Une courte séance d’exercice intense pourrait bien être un allié inattendu dans la lutte contre le cancer. Des recherches récentes suggèrent qu’une activité physique de seulement 10 minutes peut contribuer à freiner la progression de la maladie, en modifiant la composition moléculaire du sang.
L’étude, menée par l’Université de Newcastle, a révélé que l’exercice physique, même bref et vigoureux, induit rapidement des changements significatifs dans le sang. Ces modifications semblent inhiber la croissance des cellules cancéreuses de l’intestin tout en favorisant la réparation de l’ADN endommagé.
Les chercheurs ont constaté que l’exercice augmente les niveaux de plusieurs petites molécules dans le sang, connues pour leurs propriétés anti-inflammatoires, leur soutien aux vaisseaux sanguins et l’amélioration du métabolisme. En exposant des cellules cancéreuses de l’intestin en laboratoire à du sang modifié par l’exercice, ils ont observé des altérations génétiques notables. Plus de 1 500 gènes ont vu leur activité modifiée, notamment ceux impliqués dans la réparation de l’ADN, la production d’énergie et la prolifération des cellules cancéreuses.
Ces résultats, publiés dans l’International Journal of Cancer, apportent un éclairage nouveau sur la manière dont l’activité physique peut réduire le risque de cancer de l’intestin. L’exercice envoie des signaux moléculaires dans la circulation sanguine qui influencent directement les gènes contrôlant la croissance tumorale et la stabilité génétique.
« Ce qui est remarquable, c’est que l’exercice ne profite pas seulement aux tissus sains, il envoie des signaux puissants dans la circulation sanguine qui peuvent influencer directement des milliers de gènes dans les cellules cancéreuses », explique le Dr Sam Orange, maître de conférences en physiologie clinique de l’exercice à l’Université de Newcastle et auteur principal de l’étude. « C’est une découverte passionnante car elle ouvre la porte à la recherche de moyens permettant d’imiter ou d’augmenter les effets biologiques de l’exercice, améliorant ainsi potentiellement le traitement du cancer et, surtout, les résultats pour les patients. »
L’équipe de recherche a également observé que l’exercice stimulait l’activité des gènes impliqués dans le métabolisme énergétique mitochondrial, permettant aux cellules d’utiliser l’oxygène plus efficacement. Parallèlement, les gènes liés à la division cellulaire rapide étaient désactivés, ce qui pourrait rendre les cellules cancéreuses moins agressives. Le sang prélevé après l’exercice a également favorisé la réparation de l’ADN en activant un gène clé, PNKP.
L’étude a porté sur 30 volontaires, hommes et femmes âgés de 50 à 78 ans, tous en surpoids ou obèses – un facteur de risque connu pour le cancer – mais par ailleurs en bonne santé. Chaque participant a effectué un test de cyclisme intense d’environ 10 minutes. Les chercheurs ont ensuite analysé 249 protéines dans des échantillons de sang, identifiant 13 protéines dont les niveaux ont augmenté après l’exercice, notamment l’interleukine-6 (IL-6), impliquée dans la réparation de l’ADN endommagé.

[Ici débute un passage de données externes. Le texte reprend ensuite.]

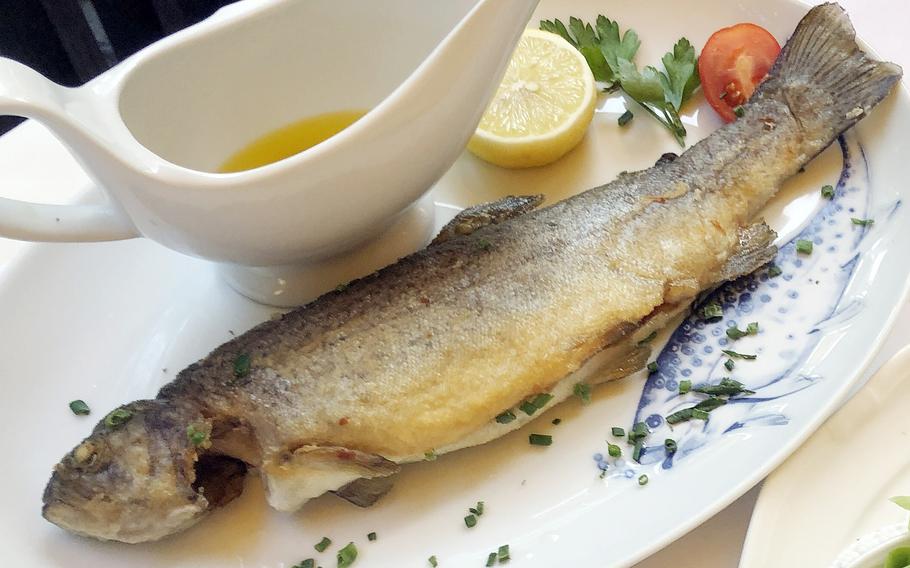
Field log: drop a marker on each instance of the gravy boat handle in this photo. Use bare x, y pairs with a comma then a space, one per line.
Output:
25, 92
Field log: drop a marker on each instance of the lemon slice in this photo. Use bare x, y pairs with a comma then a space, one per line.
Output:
542, 107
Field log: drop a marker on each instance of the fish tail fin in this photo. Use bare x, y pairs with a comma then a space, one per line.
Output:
822, 63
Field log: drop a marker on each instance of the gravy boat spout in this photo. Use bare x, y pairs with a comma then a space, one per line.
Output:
153, 131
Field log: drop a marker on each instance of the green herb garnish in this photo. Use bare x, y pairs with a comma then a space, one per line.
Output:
625, 118
737, 355
648, 339
196, 436
118, 417
242, 365
506, 417
347, 555
323, 544
540, 439
503, 553
712, 310
660, 93
726, 387
582, 391
79, 408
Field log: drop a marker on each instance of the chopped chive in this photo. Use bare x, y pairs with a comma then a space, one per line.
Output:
625, 118
347, 555
614, 450
737, 355
639, 432
699, 414
728, 387
710, 404
242, 365
503, 553
196, 436
582, 391
505, 417
648, 339
637, 450
712, 310
323, 544
540, 439
118, 417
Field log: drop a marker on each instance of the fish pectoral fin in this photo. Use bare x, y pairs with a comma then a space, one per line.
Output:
756, 248
473, 218
291, 478
364, 492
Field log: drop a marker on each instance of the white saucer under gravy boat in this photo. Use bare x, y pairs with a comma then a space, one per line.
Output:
152, 132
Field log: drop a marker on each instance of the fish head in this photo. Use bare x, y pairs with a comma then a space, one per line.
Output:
145, 472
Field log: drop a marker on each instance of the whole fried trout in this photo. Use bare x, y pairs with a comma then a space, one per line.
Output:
440, 350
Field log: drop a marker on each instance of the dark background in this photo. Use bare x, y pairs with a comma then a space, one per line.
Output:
71, 41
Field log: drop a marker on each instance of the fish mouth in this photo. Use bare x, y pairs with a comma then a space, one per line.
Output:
142, 480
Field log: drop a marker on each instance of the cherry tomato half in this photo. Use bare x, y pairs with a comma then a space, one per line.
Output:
732, 64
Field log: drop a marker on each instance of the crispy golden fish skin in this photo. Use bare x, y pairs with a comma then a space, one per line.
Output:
425, 354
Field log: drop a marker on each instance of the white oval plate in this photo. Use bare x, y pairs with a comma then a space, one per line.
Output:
110, 323
827, 506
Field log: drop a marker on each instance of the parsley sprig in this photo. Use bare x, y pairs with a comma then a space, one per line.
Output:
611, 59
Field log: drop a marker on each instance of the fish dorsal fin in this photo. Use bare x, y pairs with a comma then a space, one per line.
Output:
473, 218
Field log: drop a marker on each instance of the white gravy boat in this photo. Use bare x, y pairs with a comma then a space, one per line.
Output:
152, 131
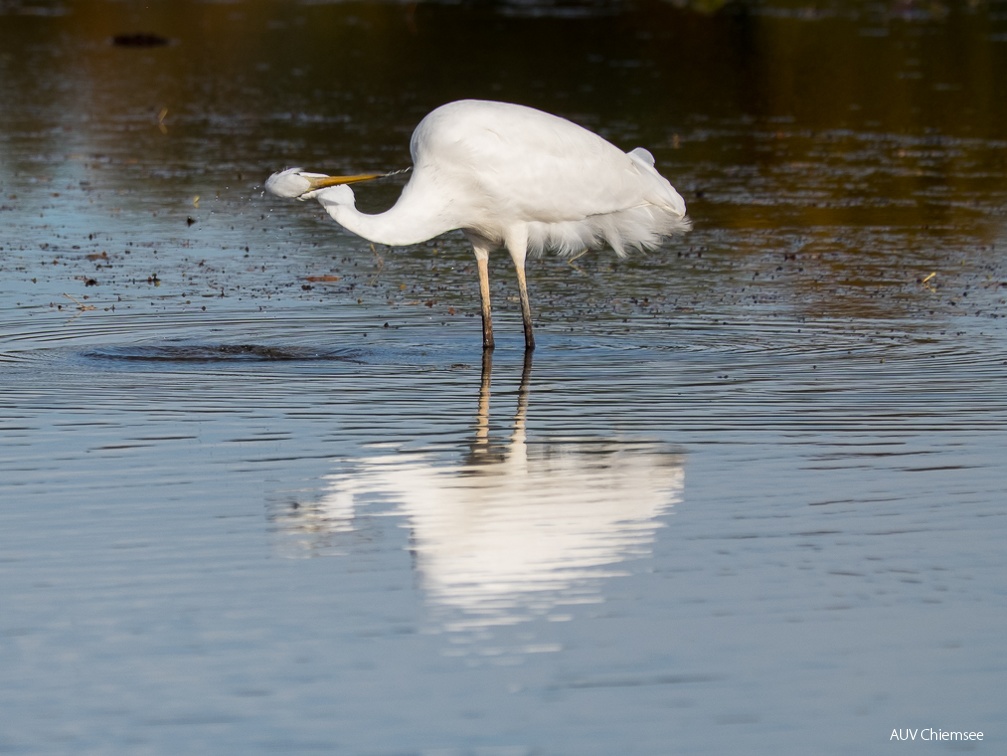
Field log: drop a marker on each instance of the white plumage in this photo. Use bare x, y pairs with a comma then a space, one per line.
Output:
509, 176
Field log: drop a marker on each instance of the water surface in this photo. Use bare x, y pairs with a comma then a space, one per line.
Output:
260, 491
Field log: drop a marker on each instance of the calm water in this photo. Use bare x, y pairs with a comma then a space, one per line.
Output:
260, 493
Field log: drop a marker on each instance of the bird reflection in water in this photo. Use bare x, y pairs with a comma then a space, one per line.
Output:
515, 528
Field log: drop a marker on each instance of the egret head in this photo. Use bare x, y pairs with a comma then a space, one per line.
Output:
295, 182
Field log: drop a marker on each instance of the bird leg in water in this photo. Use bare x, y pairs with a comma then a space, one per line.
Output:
482, 263
526, 308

« Ces résultats suggèrent que l’exercice ne profite pas seulement aux tissus sains, il peut également créer un environnement plus hostile à la croissance des cellules cancéreuses », souligne le Dr Orange, également physiologiste clinique de l’exercice au Newcastle upon Tyne Hospitals NHS Foundation Trust. « Même un seul entraînement peut faire la différence. Un seul exercice, d’une durée de seulement 10 minutes, envoie des signaux puissants au corps. Cela nous rappelle que chaque pas, chaque séance compte lorsqu’il s’agit de faire de votre mieux pour protéger votre santé. »
Le cancer de l’intestin est le quatrième cancer le plus fréquent au Royaume-Uni, après le cancer du sein, de la prostate et du poumon. Environ 44 000 nouveaux cas sont diagnostiqués chaque année, et une personne décède de cette maladie toutes les 30 minutes. Les chercheurs estiment qu’une activité physique régulière peut réduire le risque de cancer de l’intestin d’environ 20 %. L’exercice ne se limite pas aux séances de sport ; la marche, le vélo pour se rendre au travail, le jardinage ou les tâches ménagères peuvent également contribuer à cet effet protecteur.
L’équipe de recherche prévoit désormais d’étudier si des séances d’exercice répétées entraînent des changements biologiques durables et d’analyser l’interaction entre les effets de l’exercice et les traitements anticancéreux conventionnels, tels que la chimiothérapie et la radiothérapie.